それから半刻ほども待たされたのち、ようやく俺たちの順番となる。浴堂もヨモギのような香りのする蒸し風呂で、俺たちにとっては馴染みのある造りであった。
「順番的に、まずはジェノスが交易の要として栄えてから、こちらのムドナも発展を遂げたということなのかもしれませんね。であれば、屋敷の造りなどもいっそうジェノスに似通るものであるのかもしれません」
ガズラン=ルティムがそのように語っていたのは、日中にフェルメスから聞かされた話がまだ頭に残されていたためなのかもしれなかった。
そうして浴堂を出てみても、お召し替えの準備がされたりはしていない。狩人も帯刀を許されたまま、今度は食堂に案内されることになった。
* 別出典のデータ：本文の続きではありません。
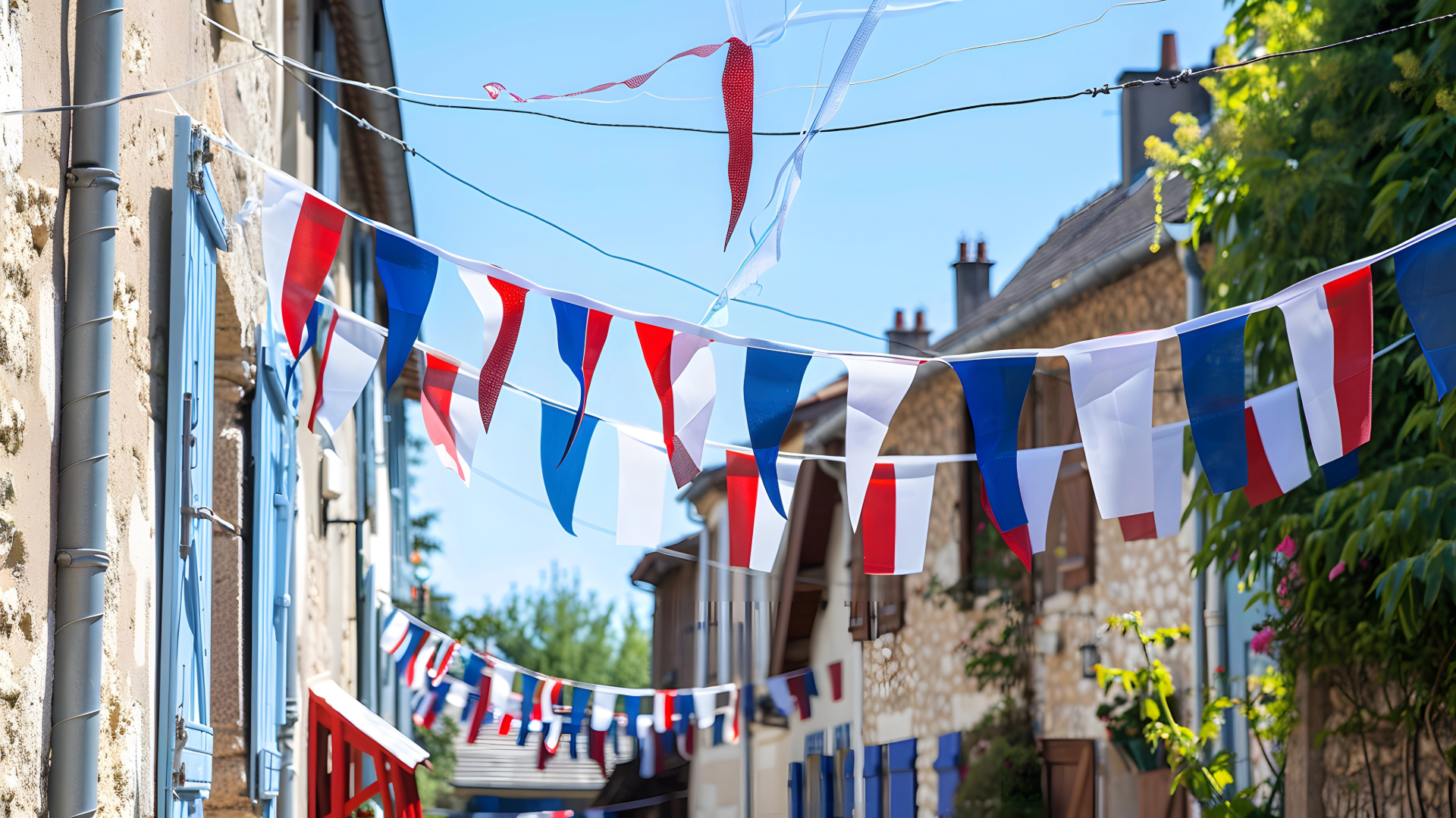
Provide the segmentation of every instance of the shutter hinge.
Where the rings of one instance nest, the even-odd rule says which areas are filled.
[[[186,172],[186,186],[195,194],[205,194],[202,186],[202,175],[207,173],[204,167],[208,162],[213,162],[213,140],[205,134],[202,135],[201,147],[192,151],[191,163]]]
「おお、森辺の方々もいらっしゃいましたな! さあさあ、どうぞおくつろぎください!」
そちらではすでに貴き方々が着席しており、そしてころころと肥え太った壮年の男性が待ち受けていた。貴族のような長衣を纏った、いかにも西の民らしい風貌の男性だ。
ジェノス侯爵家からは、メルフリード、エウリフィア、オディフィア。トゥラン伯爵家からは、リフレイアとトルスト。ダレイム伯爵家からは、ポルアースとメリム。サトゥラス伯爵家からは、リーハイムと若き貴婦人。そして、王都の外交官たるフェルメスとジェムド、ジャガルの王族デルシェア姫、護衛部隊の総指揮官デヴィアス――ジェノスの城下町の晩餐会などでも、お馴染みの顔ぶれだ。そして貴き方々の背後には、シェイラやニコラやシフォン=チェルといった面々を含む侍女や従者がずらりと居並んでいた。
狩人の衣だけを従者に預けて、森辺の面々も着席する。椅子の背に刀を収める筒が取りつけられた、いわゆる騎士の椅子というやつだ。ただ、かつてこれだけの人数を迎える機会がなかったことを示すように、卓のサイズや椅子の形状などがいくぶん不揃いであるようであった。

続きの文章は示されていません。